Veterans Of Disorder

Rumours of their life have been much exaggerated....

Rumours of their life have been much exaggerated. For ten years now, [a]Neil Hagerty[/a] and Jennifer Herrema have been walking with zombies, flirting with shadows, and storing what’s left of the spirit of rock’n’roll in a leaky cryogenic chamber down in the basement of their backwoods hideout.

Captured by the needle-sharp mythology of self-destruction, they know that living forever is overrated; better to keep up an endless process of dying, of killing it all off, freeze-framing that ultimate moment of rock sickness. Under the battered denim and tipped stetsons, the shaggy hair and transparent skin, they keep on hanging on. And they drag this music behind them.

‘Veterans Of Disorder’ is the work of a band who’ve fought many campaigns of discomfort, waged many wars of unlistenability, and in their mellower years have hit upon a sound that sounds like the creep of time-lapsed musical death. For two people who sound like they can barely lift their heads off the pillow in the morning (or late afternoon) it’s a strategy that takes endless reinvention, shooting the same wasted youth from a panorama of different angles. It might be a Disneyland of decadence – all your favourite rock legends here! Watch them nod, wave and fall over! – but the glistening artificiality is part of its lunatic appeal, hidden in the subliminal electronic hum of ‘Second Skin’, the precision-engineered collapse of ‘!Yo Se!’, the Sensurround thrum of the flawless ‘Waterpark’.
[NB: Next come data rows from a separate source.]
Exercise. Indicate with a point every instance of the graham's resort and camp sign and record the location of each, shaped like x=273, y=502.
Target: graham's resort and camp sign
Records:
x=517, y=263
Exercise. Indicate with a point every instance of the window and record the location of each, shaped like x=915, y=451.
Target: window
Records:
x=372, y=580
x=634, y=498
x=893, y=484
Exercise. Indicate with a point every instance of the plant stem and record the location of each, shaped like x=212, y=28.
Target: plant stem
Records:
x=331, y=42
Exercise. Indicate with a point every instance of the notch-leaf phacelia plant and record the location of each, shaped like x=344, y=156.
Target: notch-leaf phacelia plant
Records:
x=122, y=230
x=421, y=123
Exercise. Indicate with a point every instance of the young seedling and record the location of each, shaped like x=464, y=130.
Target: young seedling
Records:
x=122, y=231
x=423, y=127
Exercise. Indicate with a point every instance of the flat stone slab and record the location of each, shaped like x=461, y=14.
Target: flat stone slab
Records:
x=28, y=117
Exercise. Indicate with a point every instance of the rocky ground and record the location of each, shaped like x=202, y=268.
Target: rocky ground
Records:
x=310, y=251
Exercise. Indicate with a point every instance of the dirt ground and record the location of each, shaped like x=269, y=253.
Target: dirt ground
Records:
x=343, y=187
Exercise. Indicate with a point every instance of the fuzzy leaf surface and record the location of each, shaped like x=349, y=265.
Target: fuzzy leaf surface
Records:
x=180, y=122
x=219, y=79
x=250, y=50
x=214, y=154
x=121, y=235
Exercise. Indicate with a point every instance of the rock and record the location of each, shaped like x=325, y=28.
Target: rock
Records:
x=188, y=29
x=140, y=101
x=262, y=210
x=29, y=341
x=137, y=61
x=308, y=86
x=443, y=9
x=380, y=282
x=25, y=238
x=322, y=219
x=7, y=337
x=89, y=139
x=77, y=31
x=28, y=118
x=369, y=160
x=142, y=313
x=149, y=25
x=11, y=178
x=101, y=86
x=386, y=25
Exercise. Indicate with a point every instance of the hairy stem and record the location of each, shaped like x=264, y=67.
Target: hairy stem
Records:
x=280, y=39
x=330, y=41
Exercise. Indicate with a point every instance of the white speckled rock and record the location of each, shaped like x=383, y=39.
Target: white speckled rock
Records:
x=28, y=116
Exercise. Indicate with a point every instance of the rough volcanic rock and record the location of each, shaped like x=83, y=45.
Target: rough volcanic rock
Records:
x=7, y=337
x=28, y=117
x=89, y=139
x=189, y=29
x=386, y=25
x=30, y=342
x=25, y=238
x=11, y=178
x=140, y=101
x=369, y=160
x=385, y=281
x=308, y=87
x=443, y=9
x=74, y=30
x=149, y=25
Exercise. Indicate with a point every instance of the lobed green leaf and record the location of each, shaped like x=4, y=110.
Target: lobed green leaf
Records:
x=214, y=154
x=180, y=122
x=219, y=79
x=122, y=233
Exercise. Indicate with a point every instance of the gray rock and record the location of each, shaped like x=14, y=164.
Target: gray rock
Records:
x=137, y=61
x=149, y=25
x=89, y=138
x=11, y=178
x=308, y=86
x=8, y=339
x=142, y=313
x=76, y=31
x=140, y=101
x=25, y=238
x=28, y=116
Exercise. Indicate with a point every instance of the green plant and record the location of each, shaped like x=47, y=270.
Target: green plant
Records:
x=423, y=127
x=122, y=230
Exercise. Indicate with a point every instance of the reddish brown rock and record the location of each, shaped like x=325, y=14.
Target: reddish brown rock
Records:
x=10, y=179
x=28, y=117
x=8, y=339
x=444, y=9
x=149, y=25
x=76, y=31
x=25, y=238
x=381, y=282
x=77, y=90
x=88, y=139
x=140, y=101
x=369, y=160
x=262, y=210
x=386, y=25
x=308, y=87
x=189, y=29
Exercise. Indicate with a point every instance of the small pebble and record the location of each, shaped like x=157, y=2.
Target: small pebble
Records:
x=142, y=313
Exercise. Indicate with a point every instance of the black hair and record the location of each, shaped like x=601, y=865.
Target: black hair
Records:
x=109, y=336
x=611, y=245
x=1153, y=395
Hagerty and Herrema are reanimators, make-up-wielding morticians touching up on-the-slab riffs with a rosy flush. Like those ghoulish coach tours where a few grubby dollars buy you a trip round the sites of sordid star misadventures, they haul you past all the landmarks: ‘Lunch Money’ looming skeletally from a doorway on Main Street, say, or the wormy mass of ‘Stop’ washing up against the Dock Of The Bay. While there’s nothing quite as lurid as ‘The Banana Question’ or ‘Juicy Juicy Juice’ from last year’s ‘Accelerator’, they still make enervation fun.

On the hideous honky tonk of ‘Coming Out Party’, Herrema yowls about “strawberries for breakfast, chocolate for lunch”, “two highballs for 50 cents” and the amateur playboy lifestyle that “rhymes with bullshit” as someone behind her vomits through a variety of woodwind instruments. And a piano.

It’s a ridiculous record. They’re a ridiculous band. Yet somehow, in the depths of the kind of brains generally pickled for ‘medical research’, lurks a musical truth. The rock passing-out parade passes out here.